社長本人は奇声を発しながら大喜びしていて、茅根のおかげっていうのはくやしいけど、やっぱりその姿はけっこう可愛いなと思ってしまった。
「社長、お誕生日おめでとうございます」
「ありがとう、すごくうれしい」
「ふふ、喜んでもらえて良かったです」
そうして、ふたりは写真撮影なんかを始めた。キメてる宇田をかしゃかしゃかしゃ。しゃしゃしゃしゃしゃ。連写なら動画でいいだろ。
俺もスマホを出して、こっそりふたりの様子を撮影した。俺は動画で。ケーキを囲んできゃっきゃとはしゃぐ大の大人は、気味が悪かった。

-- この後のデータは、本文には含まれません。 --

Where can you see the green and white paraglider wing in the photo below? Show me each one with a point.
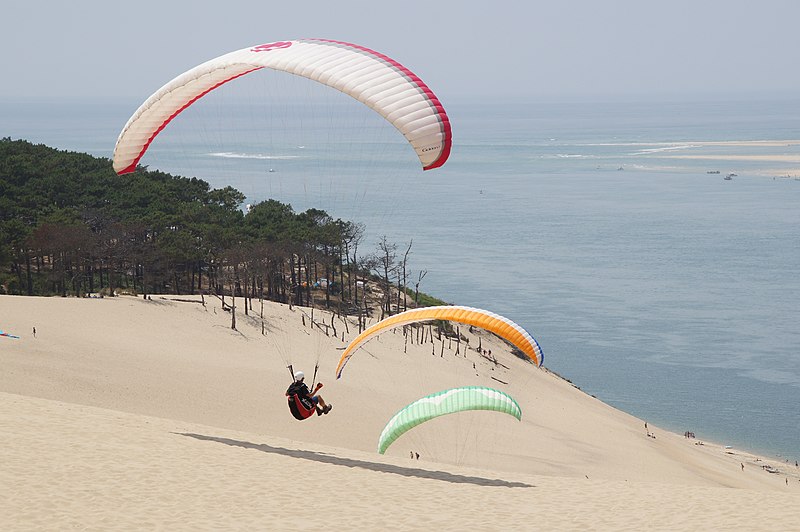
(443, 403)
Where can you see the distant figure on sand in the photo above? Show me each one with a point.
(299, 388)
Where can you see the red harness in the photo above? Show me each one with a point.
(301, 408)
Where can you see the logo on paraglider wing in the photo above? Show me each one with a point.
(271, 46)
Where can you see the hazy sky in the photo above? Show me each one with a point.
(588, 48)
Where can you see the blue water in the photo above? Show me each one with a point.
(662, 289)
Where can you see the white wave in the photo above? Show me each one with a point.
(234, 155)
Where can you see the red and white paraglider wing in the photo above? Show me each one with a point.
(379, 82)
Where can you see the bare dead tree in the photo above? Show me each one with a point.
(386, 266)
(402, 279)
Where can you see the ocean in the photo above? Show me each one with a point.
(606, 229)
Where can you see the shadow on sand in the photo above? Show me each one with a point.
(350, 462)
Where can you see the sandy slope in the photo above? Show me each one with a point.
(129, 413)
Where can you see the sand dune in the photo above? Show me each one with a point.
(128, 414)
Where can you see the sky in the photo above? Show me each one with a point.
(100, 49)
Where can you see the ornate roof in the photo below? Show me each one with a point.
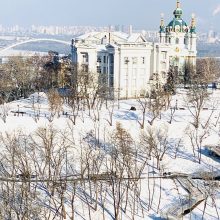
(177, 24)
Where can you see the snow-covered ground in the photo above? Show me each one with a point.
(157, 195)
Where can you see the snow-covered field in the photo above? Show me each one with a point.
(92, 134)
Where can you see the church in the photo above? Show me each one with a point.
(131, 64)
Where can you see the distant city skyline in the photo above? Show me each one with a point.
(142, 14)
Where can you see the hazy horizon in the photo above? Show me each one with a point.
(142, 14)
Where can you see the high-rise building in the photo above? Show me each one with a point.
(130, 63)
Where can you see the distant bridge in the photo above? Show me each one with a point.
(2, 50)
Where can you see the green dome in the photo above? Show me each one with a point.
(177, 22)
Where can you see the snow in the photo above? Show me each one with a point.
(184, 163)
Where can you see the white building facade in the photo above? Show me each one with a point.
(129, 62)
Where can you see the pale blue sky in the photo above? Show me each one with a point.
(143, 14)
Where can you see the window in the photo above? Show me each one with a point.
(99, 69)
(163, 66)
(126, 61)
(99, 59)
(85, 68)
(111, 58)
(85, 57)
(177, 40)
(164, 55)
(111, 81)
(134, 60)
(104, 70)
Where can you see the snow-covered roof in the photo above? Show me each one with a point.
(136, 37)
(116, 37)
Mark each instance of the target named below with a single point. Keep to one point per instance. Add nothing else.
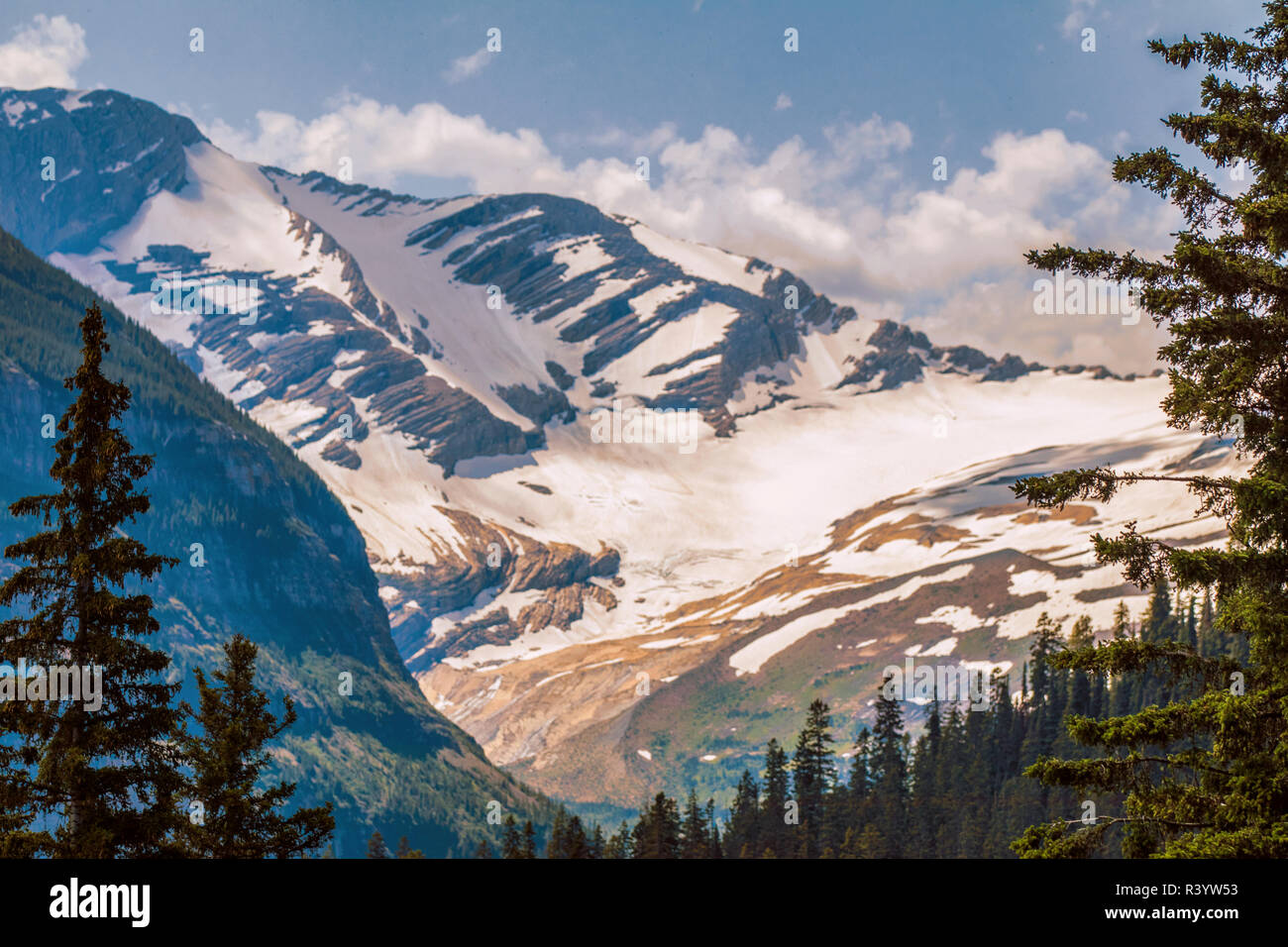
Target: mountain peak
(78, 163)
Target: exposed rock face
(266, 551)
(441, 364)
(77, 165)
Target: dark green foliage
(1196, 749)
(107, 779)
(228, 759)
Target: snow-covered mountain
(632, 500)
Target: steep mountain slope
(278, 561)
(632, 501)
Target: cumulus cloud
(467, 65)
(844, 214)
(42, 53)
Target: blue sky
(819, 159)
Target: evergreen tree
(406, 851)
(596, 844)
(511, 843)
(890, 776)
(619, 843)
(228, 761)
(695, 830)
(657, 834)
(743, 828)
(773, 817)
(529, 840)
(1202, 777)
(715, 847)
(812, 774)
(76, 781)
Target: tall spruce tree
(773, 819)
(102, 783)
(228, 757)
(1203, 777)
(812, 774)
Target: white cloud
(467, 65)
(846, 215)
(43, 53)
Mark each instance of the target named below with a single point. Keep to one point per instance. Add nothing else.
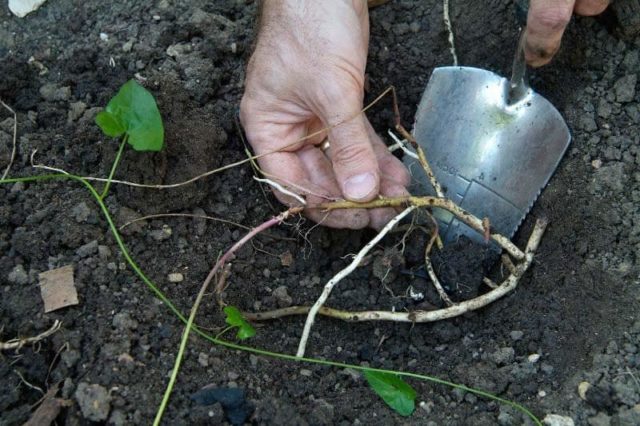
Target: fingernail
(359, 186)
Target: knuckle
(553, 18)
(351, 153)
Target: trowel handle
(519, 85)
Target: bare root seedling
(516, 261)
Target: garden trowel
(493, 143)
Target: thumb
(354, 161)
(546, 22)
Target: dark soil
(573, 318)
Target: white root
(343, 273)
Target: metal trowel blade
(492, 158)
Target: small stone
(601, 419)
(583, 387)
(604, 109)
(17, 187)
(322, 414)
(94, 401)
(199, 222)
(52, 93)
(516, 335)
(630, 61)
(123, 321)
(533, 358)
(18, 275)
(81, 212)
(127, 46)
(253, 360)
(88, 249)
(175, 277)
(286, 258)
(203, 359)
(161, 234)
(76, 109)
(503, 356)
(557, 420)
(104, 252)
(625, 88)
(70, 357)
(587, 123)
(282, 297)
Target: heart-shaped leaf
(133, 111)
(397, 393)
(235, 319)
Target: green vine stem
(105, 191)
(249, 349)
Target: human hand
(546, 22)
(306, 74)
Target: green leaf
(397, 393)
(235, 319)
(133, 111)
(110, 124)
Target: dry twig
(15, 137)
(19, 343)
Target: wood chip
(57, 288)
(286, 259)
(48, 409)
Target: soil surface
(573, 318)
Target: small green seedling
(132, 112)
(235, 319)
(397, 393)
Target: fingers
(546, 22)
(320, 174)
(590, 7)
(393, 182)
(354, 162)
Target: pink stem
(276, 220)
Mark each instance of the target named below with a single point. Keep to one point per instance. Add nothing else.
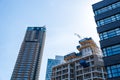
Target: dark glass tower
(107, 17)
(28, 63)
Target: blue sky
(62, 18)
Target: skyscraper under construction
(28, 63)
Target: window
(113, 71)
(111, 50)
(108, 20)
(109, 34)
(107, 8)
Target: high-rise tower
(28, 63)
(107, 17)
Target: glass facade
(27, 66)
(108, 27)
(108, 20)
(113, 71)
(107, 8)
(112, 50)
(109, 34)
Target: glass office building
(28, 63)
(107, 17)
(51, 63)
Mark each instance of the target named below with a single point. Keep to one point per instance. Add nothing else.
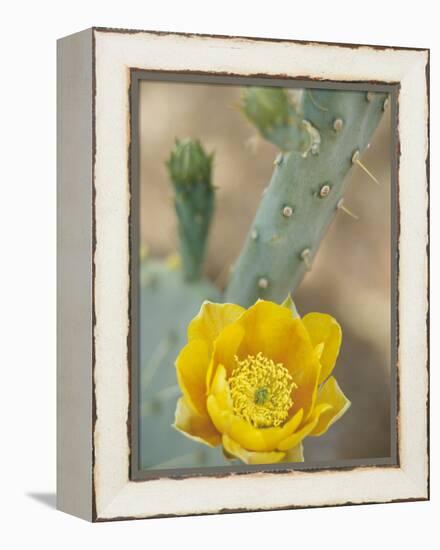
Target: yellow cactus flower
(257, 381)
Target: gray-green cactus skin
(190, 168)
(303, 196)
(168, 302)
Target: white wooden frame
(94, 282)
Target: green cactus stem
(272, 112)
(168, 302)
(304, 194)
(190, 170)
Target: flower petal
(324, 329)
(307, 381)
(295, 455)
(194, 426)
(250, 457)
(267, 329)
(192, 365)
(296, 438)
(225, 349)
(211, 320)
(332, 394)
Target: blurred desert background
(351, 275)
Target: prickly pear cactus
(168, 303)
(190, 169)
(306, 189)
(170, 296)
(319, 141)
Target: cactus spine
(190, 170)
(305, 192)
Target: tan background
(351, 273)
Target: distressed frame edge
(74, 274)
(424, 497)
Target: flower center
(261, 391)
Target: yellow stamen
(261, 391)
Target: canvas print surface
(265, 280)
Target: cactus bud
(190, 167)
(266, 108)
(189, 164)
(272, 112)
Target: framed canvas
(242, 274)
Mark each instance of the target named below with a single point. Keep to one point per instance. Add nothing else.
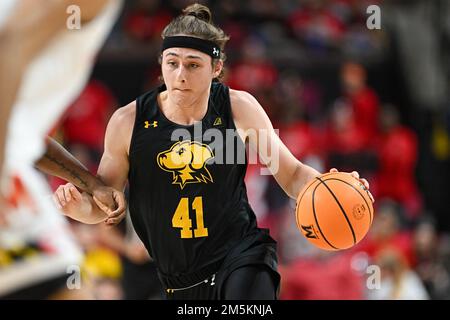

それから、茅根はどこからか、チャッカマンを取り出した。そして、これまたどこからか出てきた2つのロウソクをぶすりと躊躇なく洒落たケーキの中心にぶっ刺した。
「にじゅう、きゅうか、、」
「ラスト20代ですよ」
「どうりでお肌も曲がり角なわけよ、、」
青いロウソクは2、黄色のロウソクは9の数字型。俺は、カーテンを閉めて部屋の明かりを消すために立ち上がった。茅根はカチカチとチャッカマンを点けて、ロウソクに火をつける。